Marcelo Guevara-Tlatelpa, 58, of Pahrump, died Friday, May 22, days after a rollover crash on State Route 160 that left him with life-threatening injuries. Nevada State Police said the wreck happened at about 11:10 p.m. Wednesday, May 13, near mile marker 25 in Clark County, when a northbound Nissan Frontier left the roadway, entered the center dirt median and overturned after the driver steered right and lost control.
Investigators said the truck struck a cable barrier in the rollover. Guevara-Tlatelpa was not restrained and was ejected from the vehicle before being flown by air ambulance for emergency treatment. His death was the 32nd traffic-related fatality in Nevada State Police Highway Patrol Southern Command’s jurisdiction this year, adding another grim mark to a corridor that many Pahrump residents use every day to reach Las Vegas.

State Route 160 is the main travel corridor between Las Vegas and Pahrump, and the Nevada Department of Transportation has said the upgraded rural highway segment averages about 8,600 vehicles a day. NDOT completed a $59 million, two-year widening project on a 6-mile stretch of SR 160 in southwest Clark County in 2020, but the agency has continued studying the broader SR 160 and SR 159 corridor for future improvements as growth pushes farther out from the Las Vegas Valley.
That study area runs about 70 miles along SR 160 from Las Vegas Boulevard to Roadrunner Road in Pahrump, along with about 16 miles of SR 159 from the SR 160 junction to CC-215 in Summerlin. NDOT has said the work is meant to identify future enhancements for drivers and other users as traffic increases along the route.

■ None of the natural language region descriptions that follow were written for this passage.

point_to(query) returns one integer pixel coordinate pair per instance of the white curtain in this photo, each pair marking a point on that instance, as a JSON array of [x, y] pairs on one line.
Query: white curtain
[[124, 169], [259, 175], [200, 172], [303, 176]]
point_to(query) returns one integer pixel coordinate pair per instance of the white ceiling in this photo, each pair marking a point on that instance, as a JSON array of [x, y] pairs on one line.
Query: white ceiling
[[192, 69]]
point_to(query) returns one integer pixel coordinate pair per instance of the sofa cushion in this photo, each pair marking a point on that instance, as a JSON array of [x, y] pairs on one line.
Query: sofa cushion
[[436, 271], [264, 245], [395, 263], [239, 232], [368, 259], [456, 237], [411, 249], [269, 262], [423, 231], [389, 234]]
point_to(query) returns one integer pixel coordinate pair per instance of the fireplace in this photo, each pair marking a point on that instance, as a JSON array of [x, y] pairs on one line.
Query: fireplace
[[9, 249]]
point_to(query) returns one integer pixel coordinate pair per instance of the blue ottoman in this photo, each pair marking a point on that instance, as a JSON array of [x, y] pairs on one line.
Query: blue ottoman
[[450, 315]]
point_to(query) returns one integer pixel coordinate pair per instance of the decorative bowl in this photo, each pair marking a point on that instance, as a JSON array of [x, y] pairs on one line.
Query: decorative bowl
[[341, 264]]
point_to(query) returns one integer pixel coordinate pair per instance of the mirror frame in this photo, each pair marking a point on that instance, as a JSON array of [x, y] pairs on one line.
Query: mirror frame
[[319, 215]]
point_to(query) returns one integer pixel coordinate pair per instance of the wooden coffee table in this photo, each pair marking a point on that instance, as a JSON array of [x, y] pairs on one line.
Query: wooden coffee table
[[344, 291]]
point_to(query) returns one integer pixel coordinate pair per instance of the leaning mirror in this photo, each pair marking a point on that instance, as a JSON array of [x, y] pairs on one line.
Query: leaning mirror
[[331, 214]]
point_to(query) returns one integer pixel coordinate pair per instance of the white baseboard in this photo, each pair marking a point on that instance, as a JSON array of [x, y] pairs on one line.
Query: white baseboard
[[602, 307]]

The latest death also fits a pattern that has long drawn concern on Highway 160. The Las Vegas Review-Journal has described SR 160 as one of Southern Nevada’s more dangerous roads, and a Dec. 24, 2024 rollover on Pahrump Valley Highway, also part of SR 160, killed 64-year-old David Gregory Roberts after he was ejected from his SUV. Statewide, Nevada recorded 386 roadway deaths in 2023, the second-deadliest year on state roads since 2006, according to state data cited in local reporting.
For Nye County commuters, the lesson on Highway 160 is unchanged: on a long rural route where speed, darkness and roadway geometry can turn a mistake into a fatal crash, seat belts remain one of the few protections that can still make a difference.